LeetCode Local Test Parser
Wed Aug 10 2022 00:00:00 GMT+0000 (Coordinated Universal Time)
SITUATION
While studying for algorithm interviews, I got tired of not being able to run leetcode test cases in my personal environment.
INFORMATION
- I had been reading Douglas Crockford’s (Author of JSLint, JSON) essay on Top Down Operator Precedence. I had been exploring stack machines, DFA, building interpreters and parsing techniques.
- I figured it would be a good experiment in applying some of the things I learned while studying the above as well as my algorithms practice.
- I was also curious about the way that leetcode was building their test harnesses.
ANALYSIS
- For the most part, coding problems came in a few formats:
LeetCode Class and Method Form
["MyHashSet", "add", "add", "contains", "contains", "add", "contains", "remove", "contains"]
[[], [1], [2], [1], [3], [2], [2], [2], [2]]
LeetCode Single Function Form
Input: l1 = [9,9,9,9,9,9,9], l2 = [9,9,9,9]
Output: [8,9,9,9,0,0,0,1]
Plaintext File Form (Hackerrank, CodeChef, Advent of Code)
Ex: The first line contains n, number of nodes in the tree. Each of the next n lines contains two integers, a b, where a is the index of left child, and b is the index of right child of ith node.
- Note: -1 is used to represent a null node.
- The next line contains an integer, t, the size of queries.
- Each of the next t lines contains an integer queries[i] , each being a value k
3
2 3
-1 -1
-1 -1
2
1
1
- The generic and consistent format of the LeetCode problems made the project seem feasible.
DEVELOPMENT CHALLENGES & IMPLEMENTATION
While writing the Parser and the Runner a few things occured to me:
- I was only deserializing the testcases to run for a single language. In reality, LeetCode probably has an execution environment, per problem, per language. In other words, the way the test case was ‘represented’ did not have much bearing on how it was run.
I debated abandoning the project in this phase. I understood that I was solving the wrong problem
- Thinking more on the problem, it wasn’t a problem of representation of data.

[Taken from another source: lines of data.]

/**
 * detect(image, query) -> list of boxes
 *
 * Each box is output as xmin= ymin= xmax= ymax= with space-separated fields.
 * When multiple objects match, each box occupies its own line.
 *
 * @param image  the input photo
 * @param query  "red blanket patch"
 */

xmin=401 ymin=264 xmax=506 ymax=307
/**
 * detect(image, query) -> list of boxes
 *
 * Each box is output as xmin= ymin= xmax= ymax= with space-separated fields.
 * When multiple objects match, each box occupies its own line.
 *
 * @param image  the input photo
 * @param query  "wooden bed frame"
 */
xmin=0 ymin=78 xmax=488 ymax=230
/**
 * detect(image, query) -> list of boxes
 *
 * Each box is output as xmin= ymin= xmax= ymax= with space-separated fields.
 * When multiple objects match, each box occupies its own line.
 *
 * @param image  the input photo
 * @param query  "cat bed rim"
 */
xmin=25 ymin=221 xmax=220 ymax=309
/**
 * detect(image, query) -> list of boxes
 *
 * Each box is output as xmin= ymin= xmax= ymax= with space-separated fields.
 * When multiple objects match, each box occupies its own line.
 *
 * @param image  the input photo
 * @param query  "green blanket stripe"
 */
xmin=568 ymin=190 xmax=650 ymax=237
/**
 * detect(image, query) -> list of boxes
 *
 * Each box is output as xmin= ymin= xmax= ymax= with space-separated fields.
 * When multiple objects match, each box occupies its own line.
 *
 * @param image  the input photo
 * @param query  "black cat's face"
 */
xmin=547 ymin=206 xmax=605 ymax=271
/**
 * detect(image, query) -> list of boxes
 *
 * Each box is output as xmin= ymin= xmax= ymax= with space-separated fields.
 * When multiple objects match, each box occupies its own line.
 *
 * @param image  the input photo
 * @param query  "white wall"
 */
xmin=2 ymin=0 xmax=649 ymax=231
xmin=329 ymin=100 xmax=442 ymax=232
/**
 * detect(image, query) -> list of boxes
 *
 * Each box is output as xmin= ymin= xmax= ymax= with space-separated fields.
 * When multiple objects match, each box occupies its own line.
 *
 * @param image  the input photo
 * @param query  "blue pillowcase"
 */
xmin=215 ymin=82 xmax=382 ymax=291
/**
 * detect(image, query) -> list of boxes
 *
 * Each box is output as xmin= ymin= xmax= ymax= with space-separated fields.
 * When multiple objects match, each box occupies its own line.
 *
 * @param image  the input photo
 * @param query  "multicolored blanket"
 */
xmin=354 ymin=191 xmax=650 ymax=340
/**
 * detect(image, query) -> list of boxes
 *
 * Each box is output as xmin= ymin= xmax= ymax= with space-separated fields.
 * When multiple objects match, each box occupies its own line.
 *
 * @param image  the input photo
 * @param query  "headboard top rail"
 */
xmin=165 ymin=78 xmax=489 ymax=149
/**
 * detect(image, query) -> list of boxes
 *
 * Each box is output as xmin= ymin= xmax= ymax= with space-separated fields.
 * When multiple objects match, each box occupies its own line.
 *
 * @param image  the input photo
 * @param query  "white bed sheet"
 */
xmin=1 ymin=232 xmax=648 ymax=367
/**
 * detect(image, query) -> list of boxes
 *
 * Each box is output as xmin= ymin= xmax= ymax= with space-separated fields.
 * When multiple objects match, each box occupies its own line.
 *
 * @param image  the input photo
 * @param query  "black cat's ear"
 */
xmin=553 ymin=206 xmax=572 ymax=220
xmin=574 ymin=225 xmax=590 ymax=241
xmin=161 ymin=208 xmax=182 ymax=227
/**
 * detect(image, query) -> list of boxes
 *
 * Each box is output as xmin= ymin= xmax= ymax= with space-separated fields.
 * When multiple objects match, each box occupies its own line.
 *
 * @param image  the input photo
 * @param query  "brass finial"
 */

For instance, you could write your own test case which conflicted with my theory.
I believe that the correct problem to solve for this particular issue was to deserialize a javascript-formatted testcase into a variety of language representations. Sound familiar? It’s JSON.
For instance, imagine we have a JS list [1,2,3,null,null,4,5]
in a text file. Depending on how you read in the file,
it would come in via a ‘readline’ sort of interface. You would recieve a string representation of the array.
In python you could:
import json
with open('test.txt', 'r') as file:
test = file.read()
test = test.replace('null', 'None')
new_test = eval(test) # you could stop here
json_test = json.dumps(new_test)
I can only assume that leetcode has a more complex version of this in the backend.
…But when I thought about it a little more —
LeetCode often has test cases that are represented as arrays, but are actually trees. So there was in fact a larger rift between the representation of the testcase (array) and the actual thing being tested (tree). In some cases, they would represent the tree as an array (level order representation) and utilize indexes to encode the depth. But more often than not you would recieve a testcase that looks like an array, when its actual data structure was anything but.
Which leads me to the other problem:
- Testcases have to be converted into their proper data-structure prior to being run. This means that the ‘generic testcase’, was actually being deserialized into each languages representations of that data-structure.
I took a fair stab at it, but it was at this point that I decided to pause before I got too caught in the weeds.
CONCLUSION
- As a result, I learned a lot about serialization and deserialization between languages and how to think about reverse engineering a product.